Tough times in Japan's construction industry...

...does not necessarily mean construction companies want to take part in actual construction projects, you know.

Too few bids for one in 10 public works projects
The Asahi Shimbun

By Eiji Zakoda - Nearly 1,200 public works projects, or roughly one in 10 that the central government tried to commission in fiscal 2006, were nonstarters because they didn't attract enough bidders, a survey shows.

Analysts said a more robust market for private-sector construction along with moves to end bid-rigging practices appear to explain the higher rate of projects that failed to attract a winning bid.

The Ministry of Land, Infrastructure and Transport surveyed the situation on a national basis from April after a number of regional development bureaus reported an increase in the number of projects that failed to end in a successful bid. It was the first such ministry survey.

Some of the projects received no bids at all, while in others, all of the bids exceeded the maximum price limit set by the central government.

The ministry studied 10,778 projects the central government planned to commission in fiscal 2006. Of those, 1,188 did not end with a successful bid...

Here's a fine conundrum for the labor economists: when the laws against collusive bid rigging and exceeding budgetary limits are enforced, over 10% of all projects become just too much trouble for even a perfunctory bid.

Funny thing that profit maximalization imperative--it makes even beggars choosers.

The weird corollary of all this - in the supposedly overstimulated and overcrowded construction sector, a low cost outsider could scoop up to 10% of all government contracts without bothering anyone else.

I am finding it harder and harder to take seriously those who argue that at least some of Koizumi fiscal reforms will have to be rolled back...

3 comments:

Anonymous said...

Saraba dangô! Dôrokôdan no min.eika banzai! Hikui rakusatsuritsu banzai!

YY said...

It is probably indication that some contracts are not worth bidding on and common sense would dictate that they should have simply been put to non-competitive contract/order . But governments are probably banned from doing that, which makes dango a practical means of getting some of the work done.

Not understanding or coping with the differences in scale of transactions also result in such stupid rules as receipts for all expenses over 1 yen (as opposed to say 1K yen or 10k yen)

MTC said...

yy -

I agree that dango, since it operated so openly (it was only in December 2005 that the Big Four construction firms finally foreswore it) must have served some socially beneficial functions on occasion.

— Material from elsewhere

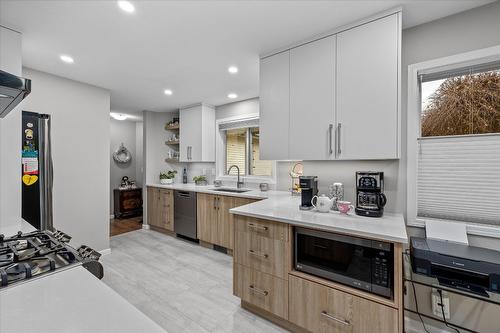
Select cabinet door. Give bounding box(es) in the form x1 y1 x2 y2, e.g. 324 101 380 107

However, I find it difficult to believe that in a field as crowded as construction there is not at least one firm is so hard up for business as to offer a bid below the maximum.

The situation described in the article sounds like a more like a game of chicken between the construction firms and the government, a dango of non-bidding on marginal contracts, an attempt to force the government to switch 10% of the contracts to non-competitive contract/order.